If these articles do indicate a trend towards such methods among historians, that means that all historians–whether they use such methods themselves or not–will increasingly be placed in a position of needing to review and evaluate such methods. I see this as a good thing, but one problem I foresee for historians is the difficulty of keeping track of differences between databases. To evaluate search results–especially when an argument rides on differences between relatively small numbers of hits–it will become increasingly important to know specific features of databases that may not always be reported by authors: do default searches include “fuzzy” hits? is the text being searched created by Optical Character Recognition or human transcription? how many sources does the database include, and over what chronological and geographical range? how often is the corpus changed or updated, if at all?

To address some of these issues, Lasser’s endnotes helpfully provided a link to general information about the American Periodical Series provided by ProQuest. But this convention, too, was not uniform across the examples I’ve surveyed here. In these articles, and probably in future ones, it will fall to readers to seek out relevant information about the databases themselves. But such a search is not easy or intuitive, given that different database companies present the information in different ways, on different pages, and with differing degrees of transparency. My rough sense from perusing pages like the one linked above is that companies’ descriptions of their products are usually aimed more at buyers than at users. Likewise, comparisons of databases that can currently be found on the open web are written by librarians and purchasers interested in getting their money’s worth. Where does that leave the historian who instead wants to evaluate search results being used as evidence for historical arguments?
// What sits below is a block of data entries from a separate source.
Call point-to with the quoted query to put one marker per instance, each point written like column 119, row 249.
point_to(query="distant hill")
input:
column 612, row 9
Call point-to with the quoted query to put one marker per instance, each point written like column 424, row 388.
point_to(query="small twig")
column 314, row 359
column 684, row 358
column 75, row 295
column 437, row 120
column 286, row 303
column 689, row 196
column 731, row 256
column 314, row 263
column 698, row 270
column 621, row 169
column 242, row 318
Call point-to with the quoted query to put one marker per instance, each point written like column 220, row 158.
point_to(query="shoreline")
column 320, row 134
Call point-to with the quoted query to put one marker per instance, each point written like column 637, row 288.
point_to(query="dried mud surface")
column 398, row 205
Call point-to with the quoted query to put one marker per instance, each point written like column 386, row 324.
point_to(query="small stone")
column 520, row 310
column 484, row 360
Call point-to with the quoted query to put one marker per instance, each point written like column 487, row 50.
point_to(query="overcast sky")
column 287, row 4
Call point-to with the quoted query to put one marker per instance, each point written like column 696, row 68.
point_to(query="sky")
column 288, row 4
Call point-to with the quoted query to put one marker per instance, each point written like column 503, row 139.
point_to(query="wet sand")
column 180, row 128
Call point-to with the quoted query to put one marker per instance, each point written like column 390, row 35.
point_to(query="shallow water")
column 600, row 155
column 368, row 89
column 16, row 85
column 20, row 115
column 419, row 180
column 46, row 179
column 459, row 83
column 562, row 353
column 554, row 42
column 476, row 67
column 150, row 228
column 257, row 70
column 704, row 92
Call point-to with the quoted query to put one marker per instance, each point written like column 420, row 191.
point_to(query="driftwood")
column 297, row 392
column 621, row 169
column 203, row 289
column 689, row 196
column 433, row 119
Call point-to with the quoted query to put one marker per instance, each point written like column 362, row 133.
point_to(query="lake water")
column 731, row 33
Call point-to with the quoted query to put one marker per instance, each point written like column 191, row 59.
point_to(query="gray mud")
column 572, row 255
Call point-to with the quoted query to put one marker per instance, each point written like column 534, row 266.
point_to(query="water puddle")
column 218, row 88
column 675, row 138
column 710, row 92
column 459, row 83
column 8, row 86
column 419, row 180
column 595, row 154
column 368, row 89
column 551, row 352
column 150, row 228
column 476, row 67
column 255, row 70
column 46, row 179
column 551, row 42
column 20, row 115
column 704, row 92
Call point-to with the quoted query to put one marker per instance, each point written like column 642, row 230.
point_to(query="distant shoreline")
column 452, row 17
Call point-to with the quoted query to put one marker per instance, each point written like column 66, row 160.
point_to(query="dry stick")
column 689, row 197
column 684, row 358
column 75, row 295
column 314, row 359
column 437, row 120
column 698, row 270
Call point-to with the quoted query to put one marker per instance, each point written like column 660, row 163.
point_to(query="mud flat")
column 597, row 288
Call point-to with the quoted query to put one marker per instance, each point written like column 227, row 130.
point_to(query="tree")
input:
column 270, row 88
This is one of the questions I’m hoping to be able to talk about at THATCamp Texas next week. More specifically, I’m wondering whether it might be useful and feasible to create some resource that compiles relevant information about the proprietary databases historians use most so that readers (and also writers) can quickly get a sense of the lay of the land at a particular database. What I’m imagining is something like a SHERPA/Romeo site, but geared towards the description of search functions and interfaces instead of copyright policies. The aim of such a site would not be to shut down digital methods like the ones employed in these articles or serve as a gatekeeper for publication. On the contrary, I think such a site would make historians more comfortable with such methods and would help build on the existing momentum towards their use. Such a site would be useful to authors and researchers as well as readers, I suspect. But does such a site exist? What information would make such a site be useful? What costs and problems would be involved in building one? How might it be pitched so as to encourage, rather than discourage keyword searching?

Works Cited

John L. Brooke, “Cultures of Nationalism, Movements of Reform, and the Composite–Federal Polity: From Revolutionary Settlement to Antebellum Crisis,” Journal of the Early Republic 29.1 (2009): 1-33 § Caroline Winterer. “Women and Civil Society: Introduction,” Journal of the Early Republic 28.1 (2008): 23-28 § Daniel A. Cohen, “Making Hero Strong: Teenage Ambition, Story-Paper Fiction, and the Generational Recasting of American Women’s Authorship,” Journal of the Early Republic 30.1 (2010): 85-136 § Carol Lasser, “Voyeuristic Abolitionism: Sex, Gender, and the Transformation of Antislavery Rhetoric,” Journal of the Early Republic 28.1 (2008): 83-114 § Mark Schmeller, “The Political Economy of Opinion: Public Credit and Concepts of Public Opinion in the Age of Federalism,” Journal of the Early Republic 29.1 (2009): 35-61 § Amanda Bowie Moniz, “Saving the Lives of Strangers: Humane Societies and the Cosmopolitan Provision of Charitable Aid,” Journal of the Early Republic 29.4 (2009): 607-640 § Nathan Kozuskanich, “Originalism in a Digital Age: An Inquiry into the Right to Bear Arms,” Journal of the Early Republic 29.4 (2009): 585-606 § Matthew Rainbow Hale, “On Their Tiptoes: Political Time and Newspapers during the Advent of the Radicalized French Revolution, circa 1792–1793,” Journal of the Early Republic 29.2 (2009): 191-218.